A few games later, Kerber ranged, at top speed, to her left to track down a crosscourt backhand from Halep. It looked for a second like Halep’s shot might go for a winner, but Kerber gobbled up the grass and made up the ground quickly, in time to rifle her own forehand back crosscourt, at a more extreme angle. Two shots later, Kerber was at the net, a place where she typically doesn’t spend much time. No matter: She finished the point with a forehand volley so drop-dead delicate it looked like it was pulled from a John McEnroe highlight reel.

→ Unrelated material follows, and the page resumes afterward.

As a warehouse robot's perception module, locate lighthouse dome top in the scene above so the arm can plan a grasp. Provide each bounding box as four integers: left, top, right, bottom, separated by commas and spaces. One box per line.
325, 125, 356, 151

It was that kind of day for the No. 4 seed, who won 7-5, 7-6 (2) in 90 minutes to reach her second Wimbledon semifinal. She was in full, Kerberesque flight throughout, which in her case means that she was improvising new shots off the cuff, creating angles where none seemed to exist and spreading the court for her down-the-line forehand attack. (Kerber and Halep each spent an inordinate amount of time outside the singles sidelines in this one.) While there were too many break of serves—13 over two sets—for it to go down as a classic, this was an athletic and shotmaking contest of the first order. The fact that it didn’t go three sets may have robbed us of a match-of-the-year candidate.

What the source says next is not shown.